However, in order for hydrogen engines to be climate neutral (either with a fuel cell or a hydrogen motor), it comes down to acquiring the fuel itself: The most commonly used grey hydrogen is primarily acquired from natural gas. Energy is used to break water down into its individual components. However, the use of natural gas releases CO2.

From an environmental perspective, hydrogen engines are only sensible if the fuel comes from a renewable resource. Experts refer to this as green hydrogen, wherein water is divided into hydrogen and oxygen via green energy. Of course, energy is lost during the conversion process, but water and steam are the only by-products. Green hydrogen is not yet renewable, however. Demand could increase in air travel and metal processing, which use much more CO2. Green energy must thus be stored and imported from abroad – the first of these projects can already be seen in Australia, for example.

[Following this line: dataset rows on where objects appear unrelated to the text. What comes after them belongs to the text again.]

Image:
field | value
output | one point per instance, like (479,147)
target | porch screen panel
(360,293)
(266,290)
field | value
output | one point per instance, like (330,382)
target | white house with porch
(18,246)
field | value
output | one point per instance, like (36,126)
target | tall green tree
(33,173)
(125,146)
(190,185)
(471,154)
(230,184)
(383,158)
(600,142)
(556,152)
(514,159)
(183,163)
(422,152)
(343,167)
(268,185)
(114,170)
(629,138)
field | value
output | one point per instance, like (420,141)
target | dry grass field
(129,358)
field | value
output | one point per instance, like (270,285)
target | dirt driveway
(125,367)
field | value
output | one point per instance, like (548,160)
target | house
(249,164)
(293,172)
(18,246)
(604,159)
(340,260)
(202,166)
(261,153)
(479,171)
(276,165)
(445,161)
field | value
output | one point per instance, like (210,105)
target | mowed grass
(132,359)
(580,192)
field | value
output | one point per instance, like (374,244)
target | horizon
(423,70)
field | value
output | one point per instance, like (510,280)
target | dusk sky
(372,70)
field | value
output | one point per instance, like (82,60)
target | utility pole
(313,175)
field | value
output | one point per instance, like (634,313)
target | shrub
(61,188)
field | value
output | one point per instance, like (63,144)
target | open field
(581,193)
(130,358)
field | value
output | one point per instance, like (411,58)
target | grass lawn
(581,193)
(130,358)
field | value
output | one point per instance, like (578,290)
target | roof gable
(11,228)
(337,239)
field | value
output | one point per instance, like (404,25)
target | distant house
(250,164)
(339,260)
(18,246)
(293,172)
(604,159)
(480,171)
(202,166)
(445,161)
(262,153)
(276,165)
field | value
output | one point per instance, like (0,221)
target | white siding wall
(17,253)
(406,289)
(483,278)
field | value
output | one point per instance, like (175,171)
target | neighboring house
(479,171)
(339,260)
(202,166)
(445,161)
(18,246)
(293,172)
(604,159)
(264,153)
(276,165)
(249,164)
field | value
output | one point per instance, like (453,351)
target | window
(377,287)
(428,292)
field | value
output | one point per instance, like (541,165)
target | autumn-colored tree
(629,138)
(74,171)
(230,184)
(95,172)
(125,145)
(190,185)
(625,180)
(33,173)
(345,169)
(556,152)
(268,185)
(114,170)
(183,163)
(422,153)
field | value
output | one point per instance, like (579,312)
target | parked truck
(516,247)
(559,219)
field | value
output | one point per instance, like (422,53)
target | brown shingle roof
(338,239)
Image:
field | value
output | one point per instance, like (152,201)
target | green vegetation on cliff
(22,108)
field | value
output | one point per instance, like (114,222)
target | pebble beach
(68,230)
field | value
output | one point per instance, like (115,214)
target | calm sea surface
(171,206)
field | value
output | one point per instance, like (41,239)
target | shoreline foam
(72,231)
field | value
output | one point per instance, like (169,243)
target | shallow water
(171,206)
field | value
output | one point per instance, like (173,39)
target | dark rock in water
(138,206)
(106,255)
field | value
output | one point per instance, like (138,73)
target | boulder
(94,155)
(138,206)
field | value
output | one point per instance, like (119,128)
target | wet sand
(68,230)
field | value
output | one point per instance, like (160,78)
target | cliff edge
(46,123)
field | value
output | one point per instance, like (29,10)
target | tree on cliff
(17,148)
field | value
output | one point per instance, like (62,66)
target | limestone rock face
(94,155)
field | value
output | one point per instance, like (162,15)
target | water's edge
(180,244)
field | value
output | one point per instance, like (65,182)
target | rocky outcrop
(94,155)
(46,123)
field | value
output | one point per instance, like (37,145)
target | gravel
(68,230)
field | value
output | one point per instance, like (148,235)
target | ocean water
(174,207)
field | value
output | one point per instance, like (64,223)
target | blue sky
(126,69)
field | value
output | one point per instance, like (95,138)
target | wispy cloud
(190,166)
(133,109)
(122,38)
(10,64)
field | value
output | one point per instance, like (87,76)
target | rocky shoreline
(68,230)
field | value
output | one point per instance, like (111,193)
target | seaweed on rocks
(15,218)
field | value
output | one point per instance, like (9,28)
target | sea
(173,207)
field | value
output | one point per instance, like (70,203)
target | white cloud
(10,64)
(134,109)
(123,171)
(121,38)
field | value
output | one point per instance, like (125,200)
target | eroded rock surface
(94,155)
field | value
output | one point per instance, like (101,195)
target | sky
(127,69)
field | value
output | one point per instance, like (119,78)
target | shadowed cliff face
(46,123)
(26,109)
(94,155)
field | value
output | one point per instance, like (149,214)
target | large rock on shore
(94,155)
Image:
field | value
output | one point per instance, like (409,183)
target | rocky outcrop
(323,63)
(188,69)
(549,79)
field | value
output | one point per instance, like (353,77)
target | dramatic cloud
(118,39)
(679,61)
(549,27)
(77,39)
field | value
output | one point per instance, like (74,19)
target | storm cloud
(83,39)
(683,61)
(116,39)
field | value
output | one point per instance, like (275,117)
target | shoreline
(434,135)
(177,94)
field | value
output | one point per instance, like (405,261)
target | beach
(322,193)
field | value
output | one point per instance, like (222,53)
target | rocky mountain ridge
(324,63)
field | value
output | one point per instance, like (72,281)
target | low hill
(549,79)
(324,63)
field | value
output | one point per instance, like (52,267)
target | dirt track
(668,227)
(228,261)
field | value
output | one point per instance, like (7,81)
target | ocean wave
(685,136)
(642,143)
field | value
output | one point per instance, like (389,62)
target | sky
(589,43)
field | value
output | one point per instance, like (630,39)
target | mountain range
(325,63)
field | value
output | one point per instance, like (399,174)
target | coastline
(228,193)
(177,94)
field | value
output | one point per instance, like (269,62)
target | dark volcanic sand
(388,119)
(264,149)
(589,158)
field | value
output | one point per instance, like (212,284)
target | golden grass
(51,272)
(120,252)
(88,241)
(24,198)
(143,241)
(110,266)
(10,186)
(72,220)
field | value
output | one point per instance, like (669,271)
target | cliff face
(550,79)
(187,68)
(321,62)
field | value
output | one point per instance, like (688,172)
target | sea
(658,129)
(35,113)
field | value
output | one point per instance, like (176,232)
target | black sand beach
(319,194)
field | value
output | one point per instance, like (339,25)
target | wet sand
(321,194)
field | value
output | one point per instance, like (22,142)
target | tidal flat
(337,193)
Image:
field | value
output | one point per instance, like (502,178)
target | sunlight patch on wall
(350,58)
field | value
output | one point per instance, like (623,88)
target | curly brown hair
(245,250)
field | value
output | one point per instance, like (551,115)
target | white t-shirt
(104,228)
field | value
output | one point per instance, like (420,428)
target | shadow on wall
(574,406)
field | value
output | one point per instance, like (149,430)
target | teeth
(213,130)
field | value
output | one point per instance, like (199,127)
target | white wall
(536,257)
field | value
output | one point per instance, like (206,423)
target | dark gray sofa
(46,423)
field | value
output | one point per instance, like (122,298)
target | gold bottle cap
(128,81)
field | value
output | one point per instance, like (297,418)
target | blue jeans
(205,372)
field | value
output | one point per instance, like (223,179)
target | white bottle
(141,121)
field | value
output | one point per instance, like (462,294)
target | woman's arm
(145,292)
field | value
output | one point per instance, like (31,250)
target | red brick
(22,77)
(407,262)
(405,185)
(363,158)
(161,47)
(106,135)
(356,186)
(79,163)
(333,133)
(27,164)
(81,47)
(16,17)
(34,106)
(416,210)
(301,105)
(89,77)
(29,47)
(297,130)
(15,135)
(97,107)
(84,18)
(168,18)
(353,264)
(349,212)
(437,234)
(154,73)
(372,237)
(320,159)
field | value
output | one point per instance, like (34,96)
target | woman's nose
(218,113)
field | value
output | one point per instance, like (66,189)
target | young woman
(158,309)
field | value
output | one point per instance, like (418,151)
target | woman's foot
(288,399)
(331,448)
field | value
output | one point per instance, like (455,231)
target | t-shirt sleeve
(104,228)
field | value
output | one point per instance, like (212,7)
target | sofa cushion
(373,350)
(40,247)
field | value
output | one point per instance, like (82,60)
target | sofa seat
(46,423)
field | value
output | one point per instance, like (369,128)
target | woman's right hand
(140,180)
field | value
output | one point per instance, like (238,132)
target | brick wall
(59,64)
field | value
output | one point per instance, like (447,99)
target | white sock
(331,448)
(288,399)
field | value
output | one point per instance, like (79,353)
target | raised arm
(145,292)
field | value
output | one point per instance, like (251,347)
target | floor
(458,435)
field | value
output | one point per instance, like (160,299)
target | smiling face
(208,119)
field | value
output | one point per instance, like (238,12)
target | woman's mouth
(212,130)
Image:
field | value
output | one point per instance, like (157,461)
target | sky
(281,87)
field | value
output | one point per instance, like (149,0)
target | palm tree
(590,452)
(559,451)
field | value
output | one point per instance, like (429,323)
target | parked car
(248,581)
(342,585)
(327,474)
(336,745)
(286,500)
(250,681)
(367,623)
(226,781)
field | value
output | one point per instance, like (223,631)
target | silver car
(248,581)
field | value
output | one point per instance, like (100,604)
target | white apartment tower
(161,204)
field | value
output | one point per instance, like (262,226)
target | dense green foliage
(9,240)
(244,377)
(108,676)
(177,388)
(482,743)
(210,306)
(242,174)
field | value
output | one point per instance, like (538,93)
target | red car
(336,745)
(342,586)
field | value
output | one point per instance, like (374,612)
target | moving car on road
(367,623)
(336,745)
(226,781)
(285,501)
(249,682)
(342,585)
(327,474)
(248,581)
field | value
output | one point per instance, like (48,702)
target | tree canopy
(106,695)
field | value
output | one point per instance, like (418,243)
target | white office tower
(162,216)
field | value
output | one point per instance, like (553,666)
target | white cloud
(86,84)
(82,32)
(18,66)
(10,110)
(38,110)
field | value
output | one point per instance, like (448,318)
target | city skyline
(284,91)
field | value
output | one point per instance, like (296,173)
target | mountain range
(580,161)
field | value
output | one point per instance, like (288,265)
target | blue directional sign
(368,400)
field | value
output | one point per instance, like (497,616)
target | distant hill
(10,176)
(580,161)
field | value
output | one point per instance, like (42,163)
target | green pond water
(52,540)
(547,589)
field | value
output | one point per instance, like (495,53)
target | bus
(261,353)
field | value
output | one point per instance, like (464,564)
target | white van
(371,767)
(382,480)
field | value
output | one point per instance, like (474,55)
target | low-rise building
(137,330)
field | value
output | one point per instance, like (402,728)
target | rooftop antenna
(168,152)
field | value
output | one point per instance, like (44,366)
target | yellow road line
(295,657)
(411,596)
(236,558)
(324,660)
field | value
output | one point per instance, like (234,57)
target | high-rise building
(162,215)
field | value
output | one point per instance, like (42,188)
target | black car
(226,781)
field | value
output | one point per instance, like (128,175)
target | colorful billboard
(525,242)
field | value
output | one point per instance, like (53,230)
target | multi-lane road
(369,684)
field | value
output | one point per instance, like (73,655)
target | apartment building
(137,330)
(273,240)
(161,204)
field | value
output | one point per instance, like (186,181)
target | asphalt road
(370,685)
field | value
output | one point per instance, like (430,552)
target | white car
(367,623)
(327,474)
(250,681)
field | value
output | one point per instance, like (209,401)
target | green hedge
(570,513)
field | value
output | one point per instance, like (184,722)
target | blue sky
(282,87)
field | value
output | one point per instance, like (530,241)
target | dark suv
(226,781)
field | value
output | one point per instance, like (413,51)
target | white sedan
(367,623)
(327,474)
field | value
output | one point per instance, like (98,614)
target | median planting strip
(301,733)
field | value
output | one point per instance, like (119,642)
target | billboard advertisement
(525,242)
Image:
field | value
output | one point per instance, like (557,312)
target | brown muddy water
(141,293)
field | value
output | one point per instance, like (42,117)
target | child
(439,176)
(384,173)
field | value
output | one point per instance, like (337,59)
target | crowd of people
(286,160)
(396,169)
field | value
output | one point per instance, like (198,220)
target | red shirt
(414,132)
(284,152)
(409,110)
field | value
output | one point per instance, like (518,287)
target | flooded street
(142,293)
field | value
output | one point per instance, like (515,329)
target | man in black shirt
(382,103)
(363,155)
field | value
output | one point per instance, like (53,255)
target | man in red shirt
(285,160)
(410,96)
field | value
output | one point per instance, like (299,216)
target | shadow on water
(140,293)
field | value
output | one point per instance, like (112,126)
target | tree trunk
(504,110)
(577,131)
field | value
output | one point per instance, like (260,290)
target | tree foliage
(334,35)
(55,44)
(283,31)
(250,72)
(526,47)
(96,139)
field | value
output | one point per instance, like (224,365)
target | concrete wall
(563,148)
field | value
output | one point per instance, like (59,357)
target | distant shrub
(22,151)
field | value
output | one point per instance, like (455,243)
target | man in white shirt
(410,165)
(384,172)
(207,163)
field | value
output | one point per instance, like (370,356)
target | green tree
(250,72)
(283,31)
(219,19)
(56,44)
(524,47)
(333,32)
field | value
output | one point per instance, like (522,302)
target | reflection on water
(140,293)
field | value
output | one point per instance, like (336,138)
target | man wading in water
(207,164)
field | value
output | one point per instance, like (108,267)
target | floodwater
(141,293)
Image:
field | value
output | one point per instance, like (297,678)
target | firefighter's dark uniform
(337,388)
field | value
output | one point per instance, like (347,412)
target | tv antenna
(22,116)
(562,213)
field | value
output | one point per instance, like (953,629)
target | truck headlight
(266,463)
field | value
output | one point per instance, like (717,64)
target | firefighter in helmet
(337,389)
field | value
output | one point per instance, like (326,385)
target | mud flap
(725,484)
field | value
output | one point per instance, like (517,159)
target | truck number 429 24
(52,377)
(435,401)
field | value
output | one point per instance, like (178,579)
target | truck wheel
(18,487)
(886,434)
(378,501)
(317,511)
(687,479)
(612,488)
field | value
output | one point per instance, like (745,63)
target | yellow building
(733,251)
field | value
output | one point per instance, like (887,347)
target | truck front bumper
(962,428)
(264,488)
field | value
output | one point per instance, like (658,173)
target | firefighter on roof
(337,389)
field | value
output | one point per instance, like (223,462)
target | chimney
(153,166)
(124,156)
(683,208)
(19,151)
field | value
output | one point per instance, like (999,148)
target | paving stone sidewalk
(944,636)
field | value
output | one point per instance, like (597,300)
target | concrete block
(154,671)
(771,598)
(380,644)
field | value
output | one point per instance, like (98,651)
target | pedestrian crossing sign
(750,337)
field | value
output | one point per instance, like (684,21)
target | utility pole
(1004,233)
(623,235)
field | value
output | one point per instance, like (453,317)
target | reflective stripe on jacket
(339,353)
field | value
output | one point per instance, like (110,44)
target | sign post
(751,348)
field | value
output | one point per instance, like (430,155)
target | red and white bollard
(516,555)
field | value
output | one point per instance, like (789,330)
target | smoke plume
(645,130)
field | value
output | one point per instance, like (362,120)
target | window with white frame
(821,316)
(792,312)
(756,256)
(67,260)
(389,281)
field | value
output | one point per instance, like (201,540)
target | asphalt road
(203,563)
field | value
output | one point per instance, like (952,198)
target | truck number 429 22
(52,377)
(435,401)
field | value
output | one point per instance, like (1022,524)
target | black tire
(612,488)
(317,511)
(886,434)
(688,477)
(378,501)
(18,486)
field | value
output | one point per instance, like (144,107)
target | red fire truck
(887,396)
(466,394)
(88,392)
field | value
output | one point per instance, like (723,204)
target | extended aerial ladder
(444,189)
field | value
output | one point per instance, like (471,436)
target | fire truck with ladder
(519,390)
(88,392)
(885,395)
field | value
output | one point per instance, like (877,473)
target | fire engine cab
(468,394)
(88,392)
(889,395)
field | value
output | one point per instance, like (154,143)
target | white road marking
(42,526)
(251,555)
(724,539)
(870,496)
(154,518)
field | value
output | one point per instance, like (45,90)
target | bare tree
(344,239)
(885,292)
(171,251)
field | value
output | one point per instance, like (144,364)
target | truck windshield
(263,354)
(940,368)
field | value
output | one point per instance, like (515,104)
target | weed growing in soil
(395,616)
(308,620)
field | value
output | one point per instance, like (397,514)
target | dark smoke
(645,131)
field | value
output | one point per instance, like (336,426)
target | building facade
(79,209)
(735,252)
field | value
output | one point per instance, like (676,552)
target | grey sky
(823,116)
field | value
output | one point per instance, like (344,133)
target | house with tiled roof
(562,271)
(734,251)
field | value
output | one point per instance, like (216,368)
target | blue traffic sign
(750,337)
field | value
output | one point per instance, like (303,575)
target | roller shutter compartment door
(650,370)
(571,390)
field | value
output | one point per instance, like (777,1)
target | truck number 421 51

Fuel cell technology has been in use in intralogistics for a number of years, e.g., in forklifts. Linde has long been producing hydrogen-fuelled low lifting carts, haulers, and forklifts. One of their advantages over battery-operated vehicles is the short filling times.

The basis for good cargo transport with hydrogen vehicles is a comprehensive filling station network. The stations located throughout Europe are not sufficient, however. At least 140 stations are required in Germany to supply fuel cell lorries with hydrogen in 2027/2030, according to a study by the Fraunhofer Institute for System and Innovation Research (ISI). Thanks to a new investor, provider H2 Mobility wants to expand its presence in Germany to up to 300 stations, mainly for personal vehicles, by 2030 – while increasing the capacities of the individual locations five-fold. More possibilities for heavy vehicles are also expected. The stations must be accessible for lorries and buses at all locations.

Hydrogen is now being used in other mobility sectors, such as on a ferry in San Francisco. Trains are also testing fuel cell engines, while hydrogen-based fuels are being tested in air travel.